Take Gurjeet Singh. He’s CEO of Ayasdi, an enterprise-scale AI company. Or analytics house, or machine learning firm, depending on your perspective.
“The problem with those 3 terms is that they aren’t very precise. Machine learning is the most precise of them,” he told Healthcare Analytics News in an interview at last month’s HIMSS meeting in Las Vegas, Nevada. His definition of machine learning—“a set of statistical algorithms in computer science whose primary function is to learn from data”—seems in line with a recent argument made by 2 informaticists in JAMA.

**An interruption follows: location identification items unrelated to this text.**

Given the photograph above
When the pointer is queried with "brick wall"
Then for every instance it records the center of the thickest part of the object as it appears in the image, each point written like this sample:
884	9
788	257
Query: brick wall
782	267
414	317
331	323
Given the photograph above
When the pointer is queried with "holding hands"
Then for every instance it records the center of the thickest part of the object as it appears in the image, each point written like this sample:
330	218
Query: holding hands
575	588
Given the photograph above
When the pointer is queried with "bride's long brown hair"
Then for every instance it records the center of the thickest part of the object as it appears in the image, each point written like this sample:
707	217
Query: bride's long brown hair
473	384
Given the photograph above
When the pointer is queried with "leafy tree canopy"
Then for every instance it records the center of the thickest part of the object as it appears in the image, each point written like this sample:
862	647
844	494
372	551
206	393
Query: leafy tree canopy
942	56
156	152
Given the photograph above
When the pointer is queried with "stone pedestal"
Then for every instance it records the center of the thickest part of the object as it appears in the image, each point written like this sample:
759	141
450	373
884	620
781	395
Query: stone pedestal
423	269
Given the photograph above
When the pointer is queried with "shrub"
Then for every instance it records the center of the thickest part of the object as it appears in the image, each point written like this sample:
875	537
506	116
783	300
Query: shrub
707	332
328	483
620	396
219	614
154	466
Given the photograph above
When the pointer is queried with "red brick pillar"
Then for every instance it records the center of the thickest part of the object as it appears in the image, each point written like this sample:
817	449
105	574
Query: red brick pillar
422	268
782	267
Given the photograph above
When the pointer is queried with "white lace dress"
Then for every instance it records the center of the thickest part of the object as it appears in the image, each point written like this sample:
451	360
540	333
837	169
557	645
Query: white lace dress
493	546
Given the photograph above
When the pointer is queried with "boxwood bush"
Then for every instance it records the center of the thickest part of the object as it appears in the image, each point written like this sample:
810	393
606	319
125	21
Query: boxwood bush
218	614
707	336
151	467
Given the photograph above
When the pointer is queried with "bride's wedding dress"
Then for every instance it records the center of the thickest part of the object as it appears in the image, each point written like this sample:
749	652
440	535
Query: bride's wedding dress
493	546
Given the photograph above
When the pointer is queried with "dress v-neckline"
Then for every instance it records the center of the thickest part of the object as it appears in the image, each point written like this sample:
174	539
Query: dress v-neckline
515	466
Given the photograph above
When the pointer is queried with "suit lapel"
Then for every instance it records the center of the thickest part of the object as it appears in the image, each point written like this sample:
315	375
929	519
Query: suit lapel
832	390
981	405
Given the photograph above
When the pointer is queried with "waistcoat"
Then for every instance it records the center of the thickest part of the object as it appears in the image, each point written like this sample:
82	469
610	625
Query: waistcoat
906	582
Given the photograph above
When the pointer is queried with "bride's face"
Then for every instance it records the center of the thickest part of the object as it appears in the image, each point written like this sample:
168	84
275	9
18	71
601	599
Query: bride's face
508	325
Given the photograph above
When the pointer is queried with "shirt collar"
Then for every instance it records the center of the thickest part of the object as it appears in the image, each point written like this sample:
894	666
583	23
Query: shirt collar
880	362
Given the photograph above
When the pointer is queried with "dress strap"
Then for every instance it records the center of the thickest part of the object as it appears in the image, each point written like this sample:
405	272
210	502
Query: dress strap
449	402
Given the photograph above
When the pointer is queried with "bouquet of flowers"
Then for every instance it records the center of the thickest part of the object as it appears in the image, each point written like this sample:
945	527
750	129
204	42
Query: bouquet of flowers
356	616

But that pair put everything from the Framingham Risk Score to deep learning systems on the same machine learning spectrum. Singh frames data analytics tools (which many consider risk scores to be) and AI (which others argue deep learning falls into) as distinct from the broader concept of machine learning—even if the reasons are nuanced.
“AI has been an old idea in the study of computer science,” he said. “The fundamental aim of AI is to mimic what people do using software. That’s in the broadest terms applicable. We’re not there yet. And a lot of what we have done in machine learning supports that aim. I can see how AI and machine learning are used interchangeably, because the difference is subtle.”
Singh thinks data analytics have the least stringent minimum threshold. “If you’re looking at a chart of your patient and it’s pulled from a database, that’s data analytics,” he said. “If you’re looking to figure out the top facility in your hospital system and you have a dashboard, that also qualifies as data analytics, right?”
But it’s very different from algorithms that, when shown examples, learn from data. That’s the way I would think about it.”